The case was brought by authors Andrea Bartz, Charles Graeber, and Kirk Wallace Johnson, who sued Anthropic last year, accusing the company of training its Claude AI models on unlawfully obtained material. This pivotal ruling may influence how future AI copyright cases are adjudicated.
The judge specifically addressed Anthropic's process of buying printed books, removing their bindings, cutting the pages, and scanning them into a central digital library for AI training. He ruled that both the digitization of legally purchased books and their subsequent use for training a large language model (LLM) were transformative enough to qualify as fair use.
“The authors' complaint is akin to arguing that teaching schoolchildren to write well would lead to a flood of competing works,” Judge Alsup wrote. He added that the Copyright Act “aims to promote the creation of original works, not to shield authors from competition.”

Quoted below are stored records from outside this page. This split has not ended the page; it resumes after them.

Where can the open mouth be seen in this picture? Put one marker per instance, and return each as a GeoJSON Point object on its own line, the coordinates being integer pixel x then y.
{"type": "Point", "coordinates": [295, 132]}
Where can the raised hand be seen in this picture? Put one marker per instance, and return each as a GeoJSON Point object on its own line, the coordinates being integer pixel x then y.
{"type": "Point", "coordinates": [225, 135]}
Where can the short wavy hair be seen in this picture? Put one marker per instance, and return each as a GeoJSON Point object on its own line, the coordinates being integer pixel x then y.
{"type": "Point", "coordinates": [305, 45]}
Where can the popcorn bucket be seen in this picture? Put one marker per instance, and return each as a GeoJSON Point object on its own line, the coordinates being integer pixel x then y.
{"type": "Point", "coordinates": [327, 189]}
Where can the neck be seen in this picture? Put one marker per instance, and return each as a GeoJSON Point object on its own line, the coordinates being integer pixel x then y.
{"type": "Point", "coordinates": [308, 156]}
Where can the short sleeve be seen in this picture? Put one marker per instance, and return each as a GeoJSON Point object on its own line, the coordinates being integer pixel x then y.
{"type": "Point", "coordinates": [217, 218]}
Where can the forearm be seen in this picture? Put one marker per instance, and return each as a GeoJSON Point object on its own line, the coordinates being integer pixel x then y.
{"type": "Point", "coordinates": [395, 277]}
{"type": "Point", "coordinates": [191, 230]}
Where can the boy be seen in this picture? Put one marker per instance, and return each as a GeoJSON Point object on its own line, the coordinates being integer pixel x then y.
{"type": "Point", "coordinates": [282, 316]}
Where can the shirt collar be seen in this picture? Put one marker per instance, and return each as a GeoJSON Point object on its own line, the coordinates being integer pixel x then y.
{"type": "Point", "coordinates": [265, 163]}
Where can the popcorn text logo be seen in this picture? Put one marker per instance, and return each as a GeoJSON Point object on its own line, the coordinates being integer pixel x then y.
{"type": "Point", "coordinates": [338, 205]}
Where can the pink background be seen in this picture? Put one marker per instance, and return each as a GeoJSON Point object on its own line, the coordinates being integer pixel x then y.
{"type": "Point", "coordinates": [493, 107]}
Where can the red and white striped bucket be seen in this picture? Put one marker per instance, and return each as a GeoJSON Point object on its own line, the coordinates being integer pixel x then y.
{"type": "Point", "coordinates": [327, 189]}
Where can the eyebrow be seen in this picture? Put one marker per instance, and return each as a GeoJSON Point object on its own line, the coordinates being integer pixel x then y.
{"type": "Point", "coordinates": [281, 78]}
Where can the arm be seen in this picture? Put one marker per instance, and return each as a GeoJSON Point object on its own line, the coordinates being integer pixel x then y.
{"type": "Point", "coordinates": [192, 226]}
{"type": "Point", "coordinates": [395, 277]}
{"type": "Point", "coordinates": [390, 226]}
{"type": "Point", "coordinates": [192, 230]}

Despite these favorable findings for Anthropic, Judge Alsup stated that the company's storage of millions of pirated book copies in its library—regardless of whether all were used for training—does not constitute fair use. “This order doubts any defendant could justify why downloading source copies from pirate sites when lawful alternatives were available was reasonably necessary for a subsequent fair use,” Alsup emphasized.
The court will conduct a separate trial concerning the pirated content used by Anthropic to determine any resulting damages.
“We are gratified the Court acknowledged that using 'works to train LLMs was transformative — spectacularly so,'” Anthropic spokesperson Jennifer Martinez said in an emailed statement to The Verge. “Aligning with copyright's goal of fostering creativity and scientific progress, 'Anthropic's LLMs were trained not to replicate or replace existing works, but to take a new direction and create something entirely different.'”
Update, June 24th: Added a statement from Anthropic.